“Patience isn’t waiting or being static but moving in harmony with the speed of nature and what life is presenting to you.” – Gabrielle Harris
Hi friends, welcome to March. Spring is right around the corner, but it seems that my backyard missed the memo. Everywhere I look, I see ugly brown grass, wilted succulents, dry Birds of Paradise, and bloom-less Bougainvillea.
Y’all, I have never related so much to my plants! Between the crazy winter weather, a 3-day stay at the hospital with Matias (poor little man developed pneumonia), and the unpleasant reminder that Covid-19 has been with us for over a year, to say that February has knocked me on my butt would be an understatement. Sure, Houston is back up in the 70s, Matias is healthy (thank goodness!), and we have power, water, and a full fridge, but I’m still feeling pretty beat up from the events of the last few weeks. Spring or not, all I want to do is crawl under the covers and hibernate.

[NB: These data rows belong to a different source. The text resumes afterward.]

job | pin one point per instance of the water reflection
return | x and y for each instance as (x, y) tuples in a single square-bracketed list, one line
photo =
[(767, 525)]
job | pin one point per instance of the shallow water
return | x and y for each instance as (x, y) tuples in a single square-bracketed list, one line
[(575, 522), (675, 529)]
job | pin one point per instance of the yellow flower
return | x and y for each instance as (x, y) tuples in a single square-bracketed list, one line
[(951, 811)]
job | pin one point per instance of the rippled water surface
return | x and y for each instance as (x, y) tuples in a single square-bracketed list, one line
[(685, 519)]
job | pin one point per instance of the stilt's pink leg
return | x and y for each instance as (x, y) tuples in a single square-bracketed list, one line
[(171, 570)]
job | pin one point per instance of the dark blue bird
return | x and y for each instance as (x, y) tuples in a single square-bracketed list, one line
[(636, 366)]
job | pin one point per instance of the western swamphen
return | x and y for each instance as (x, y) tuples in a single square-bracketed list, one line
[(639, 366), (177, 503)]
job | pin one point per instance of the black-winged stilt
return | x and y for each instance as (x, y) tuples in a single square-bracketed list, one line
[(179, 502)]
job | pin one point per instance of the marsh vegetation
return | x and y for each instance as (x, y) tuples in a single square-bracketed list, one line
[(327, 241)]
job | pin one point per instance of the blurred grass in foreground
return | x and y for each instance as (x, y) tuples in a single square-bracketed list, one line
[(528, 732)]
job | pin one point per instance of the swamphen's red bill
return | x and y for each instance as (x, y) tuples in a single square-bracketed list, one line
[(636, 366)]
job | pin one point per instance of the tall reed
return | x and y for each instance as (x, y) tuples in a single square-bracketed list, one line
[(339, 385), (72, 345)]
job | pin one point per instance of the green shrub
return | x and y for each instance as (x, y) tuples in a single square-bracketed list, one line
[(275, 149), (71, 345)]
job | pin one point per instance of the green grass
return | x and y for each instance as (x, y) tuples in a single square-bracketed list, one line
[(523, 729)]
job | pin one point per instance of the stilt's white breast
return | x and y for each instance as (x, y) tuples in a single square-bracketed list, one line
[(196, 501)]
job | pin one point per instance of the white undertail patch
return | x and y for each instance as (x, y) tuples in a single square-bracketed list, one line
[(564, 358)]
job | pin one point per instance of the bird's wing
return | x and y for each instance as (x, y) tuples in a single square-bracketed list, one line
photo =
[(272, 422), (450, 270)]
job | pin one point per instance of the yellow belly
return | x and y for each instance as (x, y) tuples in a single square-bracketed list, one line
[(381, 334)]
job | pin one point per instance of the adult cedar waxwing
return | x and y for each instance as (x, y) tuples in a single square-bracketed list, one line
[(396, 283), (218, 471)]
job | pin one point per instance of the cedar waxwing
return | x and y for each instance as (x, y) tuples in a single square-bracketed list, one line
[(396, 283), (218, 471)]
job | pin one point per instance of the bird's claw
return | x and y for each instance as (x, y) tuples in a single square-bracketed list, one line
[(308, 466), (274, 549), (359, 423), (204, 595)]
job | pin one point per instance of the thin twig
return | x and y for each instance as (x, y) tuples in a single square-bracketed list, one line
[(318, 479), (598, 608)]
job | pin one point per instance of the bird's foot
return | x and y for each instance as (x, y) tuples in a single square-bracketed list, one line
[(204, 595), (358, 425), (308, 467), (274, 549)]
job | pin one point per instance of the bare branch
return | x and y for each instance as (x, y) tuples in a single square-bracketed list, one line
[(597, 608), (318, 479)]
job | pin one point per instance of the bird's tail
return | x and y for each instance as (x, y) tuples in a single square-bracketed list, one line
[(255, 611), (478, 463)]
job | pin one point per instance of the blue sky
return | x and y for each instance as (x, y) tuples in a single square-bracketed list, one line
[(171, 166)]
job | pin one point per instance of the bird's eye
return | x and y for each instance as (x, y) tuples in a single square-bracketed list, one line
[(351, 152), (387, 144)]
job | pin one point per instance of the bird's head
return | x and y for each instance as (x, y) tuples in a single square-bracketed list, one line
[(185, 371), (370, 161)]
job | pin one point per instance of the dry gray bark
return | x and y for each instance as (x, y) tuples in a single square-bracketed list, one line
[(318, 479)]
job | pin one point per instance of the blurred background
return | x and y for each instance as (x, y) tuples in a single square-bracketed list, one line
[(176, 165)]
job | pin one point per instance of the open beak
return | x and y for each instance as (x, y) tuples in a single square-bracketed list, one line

The recommendation I keep hearing in regards to our flora is to just let them be. As much as we may want to get in there and prune, fertilize, or replant to make it look beautiful again, we really just need to back off and give them the time and space they need to regain their strength and bloom again when they’re ready. Nature cannot be rushed.
Such wise advice, and not just for our gardens.
As much as we may want things to be back to normal, we need to accept and honor the fact that for many of us, they are not. Even if you weren’t dealing with a sick kid or in Texas during Winter Storm Uri, I can almost guarantee that you’re also managing residual anxiety, stress, frustration, or grief from the last year. Unfortunately, there’s no easy fix for the toll that life has taken on us over the last few months, and no amount of pruning on the outside is going to make us better on the inside. Those emotions will not simply go away because we’re tired of feeling them.
Healing takes time, and the journey begins with the courage to acknowledge where we are – right now – with compassion instead of judgment.
As I was thinking about the topic for this month’s newsletter, a quote from Glennon Doyle’s amazing book, Untamed, came to mind:
“I thought I was supposed to feel happy. I thought that happy was for feeling and that pain was for fixing and numbing and deflecting and hiding and ignoring. I thought that when life got hard, it was because I had gone wrong somewhere. I thought that pain was weakness and that I was supposed to suck it up.“
She’s right, we don’t always have to be happy. We do, however, need to be honest and kind. Validating how we feel isn’t the same as giving up, and accepting our present reality does not mean we’re stuck there. On the contrary, it’s only by letting ourselves feel it all that we can eventually move on, and build ourselves back up in harmony with the speed of nature.
All this to say, if you’re not feeling 100% at the moment, you don’t need to be fixed. You may just need a little sunshine, water, and time.